Quantum Entanglement and the Big Bang

[atlucas]

I don't know how to shorten this question. Deep breath:

If particles that interact physically and become separated are entangled, then once this was proven through experimentation wouldn't local realism theory have to be false since the universe as we know it arose from a singularity?

I know we are unfamiliar with the physical laws at a singularity, but in that case maybe I could say just large chunks of the universe are entangled as things "cooled down" and matter formed. And I suppose the heart of my question is: wouldn't that imply that most "natural" particles - particles that exist outside of a lab - are already entangled with other, perhaps distant, particles?

 

[DrChinese]

I don't know how to shorten this question. Deep breath:

If particles that interact physically and become separated are entangled, then once this was proven through experimentation wouldn't local realism theory have to be false since the universe as we know it arose from a singularity?

Welcome to PhysicsForums, atlucas!

As you describe it, the answer is no. Those conditions alone would not be enough to disprove local realism, as this could result from local conditions even after the universe separated. You still need something like Bell's Theorem.

 

[atlucas]

Okay, the follow up question: Can multiple particles become entangled? Say if two electrons share a bonding orbital in... carbon dioxide, then they are split up in some chemical process, are those electrons still entangled? Or would they become disentangled with one another and instead entangled with their new orbital "partners?"

It is my understanding that the wave function collapses only from/after observation, so by that postulate you could entangle a series of particles with one another, observe one, and make conclusions about the states of all the others in the series, yes?

 

[ibysaiyan]

Okay, the follow up question: Can multiple particles become entangled? Say if two electrons share a bonding orbital in... carbon dioxide, then they are split up in some chemical process, are those electrons still entangled? Or would they become disentangled with one another and instead entangled with their new orbital "partners?"

It is my understanding that the wave function collapses only from/after observation, so by that postulate you could entangle a series of particles with one another, observe one, and make conclusions about the states of all the others in the series, yes?

I am not much knowledgeable in QM ,yet I am sure DrChinese or any other respectable users will give you an in depth answer.
However , From what I have gathered so far entanglement of photons is preferred /convenient than say an electron,due to variables involved.Often particles in decay tend be entangled due to conservation laws of physics so I don't see why it'd be wrong to make assumptions of the other 'unobserved entangled counterpart/s' since we know that conservation comes into play.

-ibysaiyan

 

[DrChinese]

Okay, the follow up question: Can multiple particles become entangled? Say if two electrons share a bonding orbital in... carbon dioxide, then they are split up in some chemical process, are those electrons still entangled? Or would they become disentangled with one another and instead entangled with their new orbital "partners?"

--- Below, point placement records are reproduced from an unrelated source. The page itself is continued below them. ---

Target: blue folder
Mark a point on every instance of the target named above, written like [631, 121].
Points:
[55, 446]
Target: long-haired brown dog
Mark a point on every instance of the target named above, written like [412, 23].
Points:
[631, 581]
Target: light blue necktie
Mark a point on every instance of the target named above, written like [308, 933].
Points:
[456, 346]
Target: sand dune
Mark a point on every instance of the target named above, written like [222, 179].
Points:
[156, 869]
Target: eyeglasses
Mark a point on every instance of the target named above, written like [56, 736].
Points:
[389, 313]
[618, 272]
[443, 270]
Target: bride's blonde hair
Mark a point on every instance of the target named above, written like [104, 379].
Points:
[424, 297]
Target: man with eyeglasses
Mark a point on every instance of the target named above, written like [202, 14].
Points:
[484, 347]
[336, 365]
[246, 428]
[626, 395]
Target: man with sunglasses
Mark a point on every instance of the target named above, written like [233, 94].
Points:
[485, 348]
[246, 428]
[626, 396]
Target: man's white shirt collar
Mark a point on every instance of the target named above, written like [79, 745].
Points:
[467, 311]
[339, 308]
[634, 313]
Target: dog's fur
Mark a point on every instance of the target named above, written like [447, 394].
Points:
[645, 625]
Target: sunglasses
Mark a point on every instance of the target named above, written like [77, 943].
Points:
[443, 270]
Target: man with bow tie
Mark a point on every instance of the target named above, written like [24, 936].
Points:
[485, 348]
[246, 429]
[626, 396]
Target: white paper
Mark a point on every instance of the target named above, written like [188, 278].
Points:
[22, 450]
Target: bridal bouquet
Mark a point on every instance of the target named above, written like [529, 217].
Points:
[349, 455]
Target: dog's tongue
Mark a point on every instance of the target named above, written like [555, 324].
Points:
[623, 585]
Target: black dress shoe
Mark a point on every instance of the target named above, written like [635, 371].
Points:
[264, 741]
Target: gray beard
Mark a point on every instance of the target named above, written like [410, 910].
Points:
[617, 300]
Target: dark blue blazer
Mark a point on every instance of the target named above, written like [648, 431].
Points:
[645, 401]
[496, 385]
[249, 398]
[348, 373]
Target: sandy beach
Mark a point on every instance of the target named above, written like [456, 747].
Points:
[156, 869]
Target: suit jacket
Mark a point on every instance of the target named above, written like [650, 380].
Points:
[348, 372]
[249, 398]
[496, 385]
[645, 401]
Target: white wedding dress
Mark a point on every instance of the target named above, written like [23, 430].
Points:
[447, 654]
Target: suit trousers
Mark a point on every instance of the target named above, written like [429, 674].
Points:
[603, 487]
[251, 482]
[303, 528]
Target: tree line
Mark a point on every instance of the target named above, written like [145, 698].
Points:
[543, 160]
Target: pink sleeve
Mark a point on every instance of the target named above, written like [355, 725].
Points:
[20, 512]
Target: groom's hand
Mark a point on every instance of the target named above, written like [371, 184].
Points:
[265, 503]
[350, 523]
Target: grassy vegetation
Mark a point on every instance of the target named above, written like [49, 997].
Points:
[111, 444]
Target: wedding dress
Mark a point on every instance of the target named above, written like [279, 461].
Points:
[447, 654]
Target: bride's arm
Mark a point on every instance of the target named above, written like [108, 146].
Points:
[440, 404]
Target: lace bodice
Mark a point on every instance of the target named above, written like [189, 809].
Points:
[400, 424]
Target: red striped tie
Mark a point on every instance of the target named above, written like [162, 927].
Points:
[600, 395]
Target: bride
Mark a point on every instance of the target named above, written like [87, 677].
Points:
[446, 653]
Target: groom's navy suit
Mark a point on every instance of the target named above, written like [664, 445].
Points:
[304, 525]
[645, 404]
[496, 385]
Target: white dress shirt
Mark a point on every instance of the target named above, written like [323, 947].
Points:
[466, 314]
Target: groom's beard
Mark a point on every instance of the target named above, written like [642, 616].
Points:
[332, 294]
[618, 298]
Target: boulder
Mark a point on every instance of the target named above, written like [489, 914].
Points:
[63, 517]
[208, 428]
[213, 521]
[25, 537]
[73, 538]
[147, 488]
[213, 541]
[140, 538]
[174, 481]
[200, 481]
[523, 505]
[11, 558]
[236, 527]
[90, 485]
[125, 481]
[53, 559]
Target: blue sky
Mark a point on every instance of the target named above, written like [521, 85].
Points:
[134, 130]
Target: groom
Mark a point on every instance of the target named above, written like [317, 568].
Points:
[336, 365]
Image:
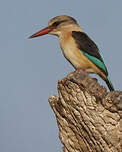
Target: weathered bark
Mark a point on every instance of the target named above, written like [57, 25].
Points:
[88, 117]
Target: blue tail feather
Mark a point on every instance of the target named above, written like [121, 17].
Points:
[109, 83]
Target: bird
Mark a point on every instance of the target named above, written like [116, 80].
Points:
[77, 47]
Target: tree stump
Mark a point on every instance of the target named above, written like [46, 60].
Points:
[89, 118]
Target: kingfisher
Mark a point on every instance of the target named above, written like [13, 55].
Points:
[77, 47]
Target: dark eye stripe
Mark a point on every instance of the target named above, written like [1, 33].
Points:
[55, 24]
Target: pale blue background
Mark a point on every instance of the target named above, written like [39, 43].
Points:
[30, 69]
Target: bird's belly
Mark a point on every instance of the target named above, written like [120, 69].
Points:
[75, 57]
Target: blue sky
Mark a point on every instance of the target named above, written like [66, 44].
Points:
[30, 69]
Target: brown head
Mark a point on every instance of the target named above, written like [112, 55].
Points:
[56, 25]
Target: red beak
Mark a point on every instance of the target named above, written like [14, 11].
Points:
[42, 32]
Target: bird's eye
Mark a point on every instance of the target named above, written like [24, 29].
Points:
[55, 24]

It is my understanding that the wave function collapses only from/after observation, so by that postulate you could entangle a series of particles with one another, observe one, and make conclusions about the states of all the others in the series, yes?

Yes, you can entangle multiple particles and this has been demonstrated. However, the result is not quite as you might expect. Assume you have 3 particles: A, B and C and these are entangled with some observable such that:

A+B+C=0

If you later find A=+1, then you now know that B+C=-1. So you do not get certain knowledge of B alone from measuring A.